I also called Chu T’ien-wen to get her permission to publish an excerpt of Witch’s Brew. Long an admirer of her stunningly erudite Notes of a Desolate Man, I was more nervous about making this call, as it involved an exposition about Asymptote, its place in the Anglophone world, and my aspirations for the Taiwanese Fiction Feature. A woman picked up at the other end (Chu’s mother?), and it was not until I identified myself as a Singaporean editor liaising on behalf of Howard Goldblatt that she was willing to pass the phone to Chu T’ien-wen.

jancover3zzzzExcerpting a new Chu T’ien-wen novel in English translation was nothing short of a coup (for which I have to thank pioneering translators Howard Goldblatt and Sylvia Lin, who also offered generous advice).
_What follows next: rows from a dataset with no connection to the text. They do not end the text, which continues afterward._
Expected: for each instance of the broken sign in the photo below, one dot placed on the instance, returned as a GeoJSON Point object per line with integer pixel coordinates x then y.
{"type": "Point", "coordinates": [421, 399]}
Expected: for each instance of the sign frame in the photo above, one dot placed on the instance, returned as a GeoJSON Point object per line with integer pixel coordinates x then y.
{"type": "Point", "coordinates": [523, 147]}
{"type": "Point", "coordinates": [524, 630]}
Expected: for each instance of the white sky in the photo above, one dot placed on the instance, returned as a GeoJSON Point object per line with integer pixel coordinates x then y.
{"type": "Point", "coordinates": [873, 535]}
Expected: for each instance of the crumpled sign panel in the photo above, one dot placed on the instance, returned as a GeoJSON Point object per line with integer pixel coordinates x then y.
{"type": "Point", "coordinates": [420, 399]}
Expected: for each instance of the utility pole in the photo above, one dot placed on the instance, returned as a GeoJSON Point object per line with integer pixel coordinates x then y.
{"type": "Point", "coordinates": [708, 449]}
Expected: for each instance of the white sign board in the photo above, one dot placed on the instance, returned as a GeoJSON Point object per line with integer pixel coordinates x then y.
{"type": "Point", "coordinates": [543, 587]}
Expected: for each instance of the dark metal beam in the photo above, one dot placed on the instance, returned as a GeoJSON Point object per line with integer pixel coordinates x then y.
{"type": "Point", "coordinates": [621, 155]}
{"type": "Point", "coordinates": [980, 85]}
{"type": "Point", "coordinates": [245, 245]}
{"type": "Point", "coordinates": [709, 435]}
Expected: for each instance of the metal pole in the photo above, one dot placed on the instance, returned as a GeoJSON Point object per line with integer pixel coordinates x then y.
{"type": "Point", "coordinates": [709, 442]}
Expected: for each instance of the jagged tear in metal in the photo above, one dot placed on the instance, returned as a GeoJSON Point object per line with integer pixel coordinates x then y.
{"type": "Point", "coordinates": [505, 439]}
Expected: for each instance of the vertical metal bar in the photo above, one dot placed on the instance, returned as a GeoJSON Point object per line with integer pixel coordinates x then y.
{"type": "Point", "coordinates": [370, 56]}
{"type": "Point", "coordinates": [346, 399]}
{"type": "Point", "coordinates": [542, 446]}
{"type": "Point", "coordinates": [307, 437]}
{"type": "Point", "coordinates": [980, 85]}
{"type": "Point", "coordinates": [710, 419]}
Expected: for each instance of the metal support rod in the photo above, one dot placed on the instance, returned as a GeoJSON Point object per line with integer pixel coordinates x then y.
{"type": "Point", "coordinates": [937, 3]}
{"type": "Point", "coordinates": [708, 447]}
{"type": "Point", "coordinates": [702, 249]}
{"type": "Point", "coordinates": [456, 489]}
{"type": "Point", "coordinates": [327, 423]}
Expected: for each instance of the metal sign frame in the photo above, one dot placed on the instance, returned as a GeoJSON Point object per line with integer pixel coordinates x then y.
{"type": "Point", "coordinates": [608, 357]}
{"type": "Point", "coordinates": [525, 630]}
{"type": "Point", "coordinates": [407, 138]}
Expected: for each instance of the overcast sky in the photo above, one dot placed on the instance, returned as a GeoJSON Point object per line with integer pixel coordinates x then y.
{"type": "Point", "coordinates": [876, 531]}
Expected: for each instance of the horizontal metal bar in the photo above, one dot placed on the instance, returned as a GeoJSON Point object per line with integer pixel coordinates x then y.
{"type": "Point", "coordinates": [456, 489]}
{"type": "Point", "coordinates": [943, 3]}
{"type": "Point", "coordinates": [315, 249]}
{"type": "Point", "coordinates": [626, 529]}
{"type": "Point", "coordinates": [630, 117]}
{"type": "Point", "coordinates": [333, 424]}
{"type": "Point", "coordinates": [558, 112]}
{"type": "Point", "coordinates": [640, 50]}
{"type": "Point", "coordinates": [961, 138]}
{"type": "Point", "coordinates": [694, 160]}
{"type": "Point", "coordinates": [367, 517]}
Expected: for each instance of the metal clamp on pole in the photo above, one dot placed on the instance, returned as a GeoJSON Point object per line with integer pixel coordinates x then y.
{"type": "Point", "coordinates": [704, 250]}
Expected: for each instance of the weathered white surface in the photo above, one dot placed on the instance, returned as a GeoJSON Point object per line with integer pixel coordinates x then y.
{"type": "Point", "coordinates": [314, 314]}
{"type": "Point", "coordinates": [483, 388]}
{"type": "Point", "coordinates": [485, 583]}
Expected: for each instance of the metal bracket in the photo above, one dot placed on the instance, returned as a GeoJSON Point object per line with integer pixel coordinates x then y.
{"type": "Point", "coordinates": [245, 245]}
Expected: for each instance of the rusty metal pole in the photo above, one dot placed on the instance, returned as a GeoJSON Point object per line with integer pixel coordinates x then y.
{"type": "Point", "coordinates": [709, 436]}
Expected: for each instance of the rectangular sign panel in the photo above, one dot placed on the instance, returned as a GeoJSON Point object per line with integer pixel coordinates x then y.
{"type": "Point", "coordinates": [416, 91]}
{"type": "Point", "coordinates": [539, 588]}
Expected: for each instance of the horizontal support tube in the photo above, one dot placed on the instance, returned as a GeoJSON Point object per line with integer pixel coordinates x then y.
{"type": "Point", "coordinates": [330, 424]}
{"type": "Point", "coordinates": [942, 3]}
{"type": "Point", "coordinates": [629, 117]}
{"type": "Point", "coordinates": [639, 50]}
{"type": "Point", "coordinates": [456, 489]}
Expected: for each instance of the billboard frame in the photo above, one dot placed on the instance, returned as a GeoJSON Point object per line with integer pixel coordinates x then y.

But it was Wu He who proved to be the eye-opener, because despite being one of Taiwan’s most important writers, his work has rarely been translated into English. Terrence Russell explains in his translator’s note: “Though not following the path of social realism pioneered by Taiwanese ‘nativist’ writers of the 1970’s, Wu He is strongly committed to documenting the social and cultural history of his native place. To this end, he is almost obsessively concerned with the detail and colouring of the Taiwanese experience.”

As a Singaporean editor who had just moved to Taipei in July 2011, six months before the Winter 2012 issue launch, what could I know of this uniquely multifaceted “Taiwanese experience”? I hadn’t lived through the Japanese colonial era as a geitan, the Taiwanese version of a geisha. I had never been questioned about my father’s Communist affiliations during White Terror nor had I experienced the “explosive release of primitive energy” when martial law lifted in 1987. I hadn’t lived among an aboriginal tribe in the mountains, consulted a fengshui master or gone urn-shopping for my mother’s reinternment. I hadn’t hobnobbed among Taiwanese high society and felt so much social anxiety that I joined a Phantom of the Opera tour in Hong Kong. Nor, at the opposite end of the class spectrum, had I ever been suspected of being an illegal immigrant and shot by a traffic cop.

But there is still much an outsider with determination (and dedicated team members behind him) can do. Six months’ worth of research and networking (which even brought me to the National Museum of Taiwanese Literature in Southern Taiwan) culminated in this mammoth issue demonstrating the range and wealth that Taiwanese literature has to offer to the world.

Imagine what we could do for Taiwanese literature if your Ministry of Culture* gave Asymptote some funding.

Love,
Lee Yew Leong
Editor-in-Chief, Asymptote

*In the exact words of prominent Taiwanese literary agent Gray Tan: “You don’t approach the Ministry of Culture, the Ministry of Culture approaches you.”